Do you enjoy trading securities in your spare time?
Learn about possible tax implications …
If you trade a lot, and especially if you trade frequently in your Tax-Free Savings Account (TFSA), this
information is for you.
Most Canadians believe if they make a gain when they sell a stock, mutual fund or bond, they pay tax on
the gain at a more favourable rate than they do on the same amount earned from their job. While
usually the case, this is not always true. If someone spends a lot of time buying and selling securities, it
can be considered a business and tax will apply at the higher rate of tax on ordinary income. As an
example, Canadian financial institutions can rarely claim capital gains treatment because they ‘carry on
the business’ of buying and selling stocks, bonds, mutual funds and other investments.
Even typical Canadians may have to pay tax at the higher rate applicable to ordinary income, for
example, in the case of the "short sale" of shares or if there is no, or a below-market, interest rate on a
debt security. Other examples include cases when people are considered to be a "trader or dealer in
securities”. Sometimes they are “day traders”, and pay the full rate of tax on earnings, including gains,
from trading.
Are you “carrying on a business”?
The CRA looks at your trading pattern to see if you are acting like a trader. Factors include:
(a) High transaction frequency – Do you buy and sell securities often?
(b) Brief ownership period – Do you own securities only for a short time?
(c) Good knowledge of securities markets – Do you have knowledge of or experience in capital
(d) Part of ordinary business – Are securities transactions part of your ordinary work?
(e) Extended time spent – Do you spend a lot of time studying the securities markets and researching
potential purchases?
(f) Leveraged financing – Do you buy securities primarily on margin or finance them by way of other
forms of debt?
(g) Advertising – Do you advertise or otherwise make it known that you are willing to buy and sell
(h) Speculation – Are the securities you buy considered speculative? Do they not pay dividends?
Although none of these factors may alone be enough to prove you are carrying on a business, evidence
of several factors could be enough for the CRA to consider you to be doing so.

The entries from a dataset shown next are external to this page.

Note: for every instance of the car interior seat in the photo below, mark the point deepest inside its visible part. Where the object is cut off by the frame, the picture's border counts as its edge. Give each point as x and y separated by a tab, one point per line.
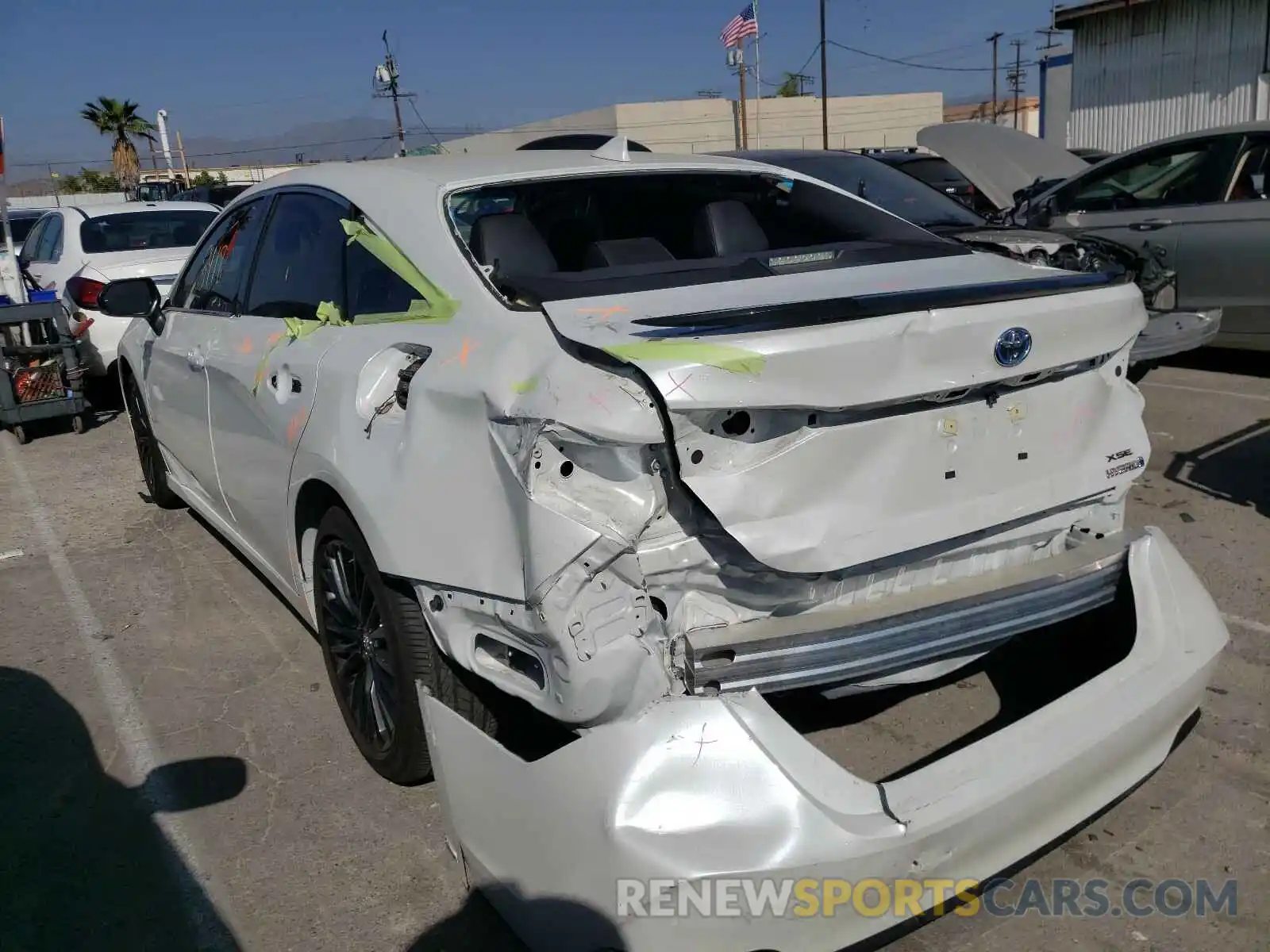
723	228
511	245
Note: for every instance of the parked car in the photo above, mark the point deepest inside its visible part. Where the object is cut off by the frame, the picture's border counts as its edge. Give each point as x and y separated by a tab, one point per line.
1168	333
675	435
1199	198
21	222
219	196
937	173
78	249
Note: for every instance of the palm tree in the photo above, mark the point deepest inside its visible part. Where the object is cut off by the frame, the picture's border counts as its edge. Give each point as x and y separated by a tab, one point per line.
120	120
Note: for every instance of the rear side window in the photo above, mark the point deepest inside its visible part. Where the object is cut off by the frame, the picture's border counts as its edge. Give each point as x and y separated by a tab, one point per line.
579	236
302	262
215	276
135	232
21	228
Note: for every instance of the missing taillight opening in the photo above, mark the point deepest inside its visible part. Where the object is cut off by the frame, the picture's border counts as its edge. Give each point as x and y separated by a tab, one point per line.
84	291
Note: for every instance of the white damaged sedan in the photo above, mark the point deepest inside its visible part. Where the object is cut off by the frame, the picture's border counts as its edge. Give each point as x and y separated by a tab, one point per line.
645	442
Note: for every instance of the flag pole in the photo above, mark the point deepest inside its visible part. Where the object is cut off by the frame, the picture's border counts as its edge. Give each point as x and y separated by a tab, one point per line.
759	86
18	294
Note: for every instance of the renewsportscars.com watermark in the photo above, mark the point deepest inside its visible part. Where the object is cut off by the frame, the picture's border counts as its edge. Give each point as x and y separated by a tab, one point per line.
902	899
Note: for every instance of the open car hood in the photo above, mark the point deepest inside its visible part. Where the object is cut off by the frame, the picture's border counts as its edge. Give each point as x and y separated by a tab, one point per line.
997	160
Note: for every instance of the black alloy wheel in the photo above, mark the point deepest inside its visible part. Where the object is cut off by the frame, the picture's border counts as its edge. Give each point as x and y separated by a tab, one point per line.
376	644
154	470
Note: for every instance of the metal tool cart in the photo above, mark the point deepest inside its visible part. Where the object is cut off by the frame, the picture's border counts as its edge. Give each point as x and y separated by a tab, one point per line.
41	376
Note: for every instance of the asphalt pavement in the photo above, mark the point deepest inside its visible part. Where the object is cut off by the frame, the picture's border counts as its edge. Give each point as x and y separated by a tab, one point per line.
175	772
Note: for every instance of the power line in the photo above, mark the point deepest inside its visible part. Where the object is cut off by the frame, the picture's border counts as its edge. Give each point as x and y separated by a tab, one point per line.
910	63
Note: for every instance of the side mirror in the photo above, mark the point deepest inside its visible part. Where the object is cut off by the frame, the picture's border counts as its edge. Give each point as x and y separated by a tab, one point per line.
131	298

Why have I never heard of this before?
These rules have been in place for many years with no real changes. What has changed over the last 30
years is the financial marketplace, including improved technology that offers easier access to trading.
Should I be worried?
If you think your investing may meet more than one of the above criteria, you may be considered to be
carrying on the business of trading, and therefore may be liable for a higher rate of tax. It is particularly
important not to carry on the business of trading in your TFSA, as income earned from carrying on
business in a TFSA is subject to tax [CRA to elaborate]. Talk to a tax professional if you need help.